Perdre est une question de méthode, de Santiago Gamboa

Publié le par Yan

« - Allô ? Silanpa tenait le récepteur entre le pouce et le petit doigt.

- Je sais que c’est dimanche, mais la chose est grave, admit la voix du capitaine Moya. Cinquante-cinq ans environ, empalé sur une croix sur les bords du lac Sisga, nu comme Mercure en goguette. Pas de papiers. Pas de trace de vêtements. Rien. »

D’un côté, donc, Victor Silanpa, journaliste à Bogota et accessoirement un peu détective. De l’autre le capitaine Aristophane Moya, hippopotamesque officier de police. Le premier va enquêter, le second nous raconter sa vie d’ogre se découvrant une vocation pour une carrière de policier dans laquelle, si l’on en croit sa propension à embaucher Silanpa pour travailler à sa place, il excelle beaucoup moins que dans l’ingestion de babas au rhum géants.

À partir de là, Santiago Gamboa nous délivre un roman en forme de matriochkas dans lequel chaque suspect en révèle un autre tandis que Silanpa, assisté par Emir Estupiñan, employé de bureau à la recherche de son frère disparu, tente d’identifier à la fois la victime et le mobile du crime.

Sans surprise, Perdre est une question de méthode charrie son lot de trafiquants d’émeraudes, d’avocats véreux et de politiciens corrompus trempant tous dans le même bouillon de culture. Ce qui fait sa particularité et son charme se situe ailleurs, dans la manière dont Gamboa s’attarde sur les états d’âmes de ses personnages principaux ; l’introspection de Silanpa, loser même pas magnifique handicapé par de sévères crises d’hémorroïdes et incapable d’aimer comme il le voudrait les femmes de sa vie, la quête d’Estupiñan, la confession professionalo-alimentaire de Moya… tandis que s’agitent autour d’eux les guêpes dont le seul fait de pousser un peu leur enquête a fait exploser le nid et ouvre la voie à toutes les suspicions, à toutes les trahisons et à tous les quiproquos.

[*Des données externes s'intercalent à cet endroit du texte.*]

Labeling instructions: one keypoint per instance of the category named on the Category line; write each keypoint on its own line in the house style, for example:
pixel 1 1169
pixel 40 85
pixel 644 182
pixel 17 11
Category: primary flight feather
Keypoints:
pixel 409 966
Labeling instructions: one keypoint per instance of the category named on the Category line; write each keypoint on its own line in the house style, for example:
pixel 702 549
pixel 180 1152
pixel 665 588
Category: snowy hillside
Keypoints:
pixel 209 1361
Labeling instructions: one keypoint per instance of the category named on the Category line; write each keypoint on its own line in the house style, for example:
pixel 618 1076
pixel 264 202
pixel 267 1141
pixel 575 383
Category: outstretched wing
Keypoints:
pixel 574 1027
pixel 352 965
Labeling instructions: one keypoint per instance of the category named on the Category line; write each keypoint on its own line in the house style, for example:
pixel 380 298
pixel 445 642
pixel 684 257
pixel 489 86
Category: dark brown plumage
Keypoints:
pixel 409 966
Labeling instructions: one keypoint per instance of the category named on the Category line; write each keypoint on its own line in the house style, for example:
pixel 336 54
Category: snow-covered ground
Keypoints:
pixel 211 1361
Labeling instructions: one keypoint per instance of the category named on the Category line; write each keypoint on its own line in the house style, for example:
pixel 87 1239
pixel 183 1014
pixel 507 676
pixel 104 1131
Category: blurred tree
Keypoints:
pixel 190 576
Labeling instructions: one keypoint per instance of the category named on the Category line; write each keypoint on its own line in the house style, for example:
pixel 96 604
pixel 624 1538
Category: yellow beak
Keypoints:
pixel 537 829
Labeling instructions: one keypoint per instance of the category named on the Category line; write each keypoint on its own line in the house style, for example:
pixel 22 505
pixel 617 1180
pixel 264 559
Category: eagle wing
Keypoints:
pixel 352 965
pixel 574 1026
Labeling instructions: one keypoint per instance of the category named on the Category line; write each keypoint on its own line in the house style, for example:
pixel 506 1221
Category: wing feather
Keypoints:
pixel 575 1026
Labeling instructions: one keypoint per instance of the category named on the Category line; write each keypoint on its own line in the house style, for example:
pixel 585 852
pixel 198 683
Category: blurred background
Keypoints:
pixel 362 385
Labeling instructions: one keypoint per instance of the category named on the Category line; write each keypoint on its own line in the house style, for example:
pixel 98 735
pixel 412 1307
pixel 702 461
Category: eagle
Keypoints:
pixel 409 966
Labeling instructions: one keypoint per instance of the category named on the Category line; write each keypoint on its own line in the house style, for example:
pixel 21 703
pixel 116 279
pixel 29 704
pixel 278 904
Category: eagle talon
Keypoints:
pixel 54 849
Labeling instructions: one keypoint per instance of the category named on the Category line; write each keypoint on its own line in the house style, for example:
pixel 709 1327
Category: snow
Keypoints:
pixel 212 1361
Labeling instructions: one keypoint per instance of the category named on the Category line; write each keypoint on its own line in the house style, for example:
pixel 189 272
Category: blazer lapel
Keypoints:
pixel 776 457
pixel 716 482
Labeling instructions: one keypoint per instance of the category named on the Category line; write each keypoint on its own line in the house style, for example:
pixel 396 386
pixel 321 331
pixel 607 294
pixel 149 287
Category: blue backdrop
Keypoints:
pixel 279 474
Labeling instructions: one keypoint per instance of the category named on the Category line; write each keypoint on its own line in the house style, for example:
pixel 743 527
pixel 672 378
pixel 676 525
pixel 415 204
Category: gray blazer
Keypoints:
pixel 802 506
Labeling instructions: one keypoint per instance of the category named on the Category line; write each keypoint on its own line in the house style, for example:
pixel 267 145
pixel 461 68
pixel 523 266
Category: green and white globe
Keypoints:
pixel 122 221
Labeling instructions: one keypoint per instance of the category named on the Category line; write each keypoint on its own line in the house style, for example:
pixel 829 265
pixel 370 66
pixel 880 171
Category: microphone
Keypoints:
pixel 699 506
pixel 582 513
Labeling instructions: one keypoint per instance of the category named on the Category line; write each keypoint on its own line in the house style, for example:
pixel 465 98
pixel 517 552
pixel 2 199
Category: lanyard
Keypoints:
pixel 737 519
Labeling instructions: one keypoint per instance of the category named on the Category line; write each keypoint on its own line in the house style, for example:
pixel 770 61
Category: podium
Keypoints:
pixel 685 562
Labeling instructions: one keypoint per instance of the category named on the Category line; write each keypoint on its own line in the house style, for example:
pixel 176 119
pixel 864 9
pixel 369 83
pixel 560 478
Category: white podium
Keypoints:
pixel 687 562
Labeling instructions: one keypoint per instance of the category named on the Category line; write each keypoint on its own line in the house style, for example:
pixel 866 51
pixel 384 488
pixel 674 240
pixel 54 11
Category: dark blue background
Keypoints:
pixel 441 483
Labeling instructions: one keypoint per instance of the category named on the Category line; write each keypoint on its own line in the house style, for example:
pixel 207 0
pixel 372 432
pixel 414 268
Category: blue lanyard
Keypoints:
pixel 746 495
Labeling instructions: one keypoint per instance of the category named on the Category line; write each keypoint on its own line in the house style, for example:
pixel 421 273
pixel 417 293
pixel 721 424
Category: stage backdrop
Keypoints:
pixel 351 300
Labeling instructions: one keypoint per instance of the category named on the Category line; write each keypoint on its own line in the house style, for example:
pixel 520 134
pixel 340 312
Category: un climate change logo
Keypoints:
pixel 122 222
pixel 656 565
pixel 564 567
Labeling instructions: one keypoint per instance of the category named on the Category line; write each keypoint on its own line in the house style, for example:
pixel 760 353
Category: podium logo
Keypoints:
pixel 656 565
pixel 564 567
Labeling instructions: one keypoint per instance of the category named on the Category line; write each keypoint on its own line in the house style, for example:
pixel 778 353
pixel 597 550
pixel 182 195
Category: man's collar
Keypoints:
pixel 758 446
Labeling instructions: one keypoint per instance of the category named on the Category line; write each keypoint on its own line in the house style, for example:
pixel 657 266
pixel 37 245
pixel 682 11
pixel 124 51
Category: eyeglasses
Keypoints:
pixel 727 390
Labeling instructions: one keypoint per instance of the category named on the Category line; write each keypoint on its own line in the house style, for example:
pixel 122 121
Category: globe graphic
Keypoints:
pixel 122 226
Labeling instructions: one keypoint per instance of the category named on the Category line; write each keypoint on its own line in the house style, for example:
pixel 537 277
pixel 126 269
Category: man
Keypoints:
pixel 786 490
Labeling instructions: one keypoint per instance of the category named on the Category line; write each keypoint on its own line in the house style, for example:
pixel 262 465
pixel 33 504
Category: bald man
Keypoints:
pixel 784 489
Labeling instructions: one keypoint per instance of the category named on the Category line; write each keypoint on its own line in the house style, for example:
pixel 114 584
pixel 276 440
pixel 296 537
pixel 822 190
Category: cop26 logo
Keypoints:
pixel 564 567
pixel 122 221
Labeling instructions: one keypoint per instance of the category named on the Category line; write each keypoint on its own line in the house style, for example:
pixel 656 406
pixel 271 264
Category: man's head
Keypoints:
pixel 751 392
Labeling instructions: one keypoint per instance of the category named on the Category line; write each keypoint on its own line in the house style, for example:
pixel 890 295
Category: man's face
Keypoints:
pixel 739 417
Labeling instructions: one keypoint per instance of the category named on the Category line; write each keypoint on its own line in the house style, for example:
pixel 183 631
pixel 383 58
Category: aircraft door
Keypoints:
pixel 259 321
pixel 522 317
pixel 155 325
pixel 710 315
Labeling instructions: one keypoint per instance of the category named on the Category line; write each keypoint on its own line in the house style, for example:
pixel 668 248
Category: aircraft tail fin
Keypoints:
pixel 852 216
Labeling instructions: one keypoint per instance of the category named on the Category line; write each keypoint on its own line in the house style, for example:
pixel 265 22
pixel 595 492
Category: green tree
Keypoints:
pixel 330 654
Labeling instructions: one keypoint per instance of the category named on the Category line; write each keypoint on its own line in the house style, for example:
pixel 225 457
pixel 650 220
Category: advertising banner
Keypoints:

Alliant une forme de mélancolie à un humour qui va de la plus parfaite ironie aux limites du grand guignol, Perdre est une question de méthode est un polar étrange qui semble utiliser des ficelles a priori usées : on pense à la Moisson rouge de Hammet, si ce n’est que la manière dont les différents partis sont ici montés les uns contre les autres relève moins de la volonté de Silanpa que de coups qu’il lance à l’aveuglette. La méthode du titre est donc de tout mettre en œuvre pour que rien ne fonctionne. Mais les chemins du hasard étant ce qu’ils sont, ils peuvent parfois mener accidentellement à une certaine forme de résolution. C’est la manière dont tout cela finit par s’emboîter et la pathétique humanité de ses personnages qui rendent la lecture du roman de Santiago Gamboa aussi plaisante.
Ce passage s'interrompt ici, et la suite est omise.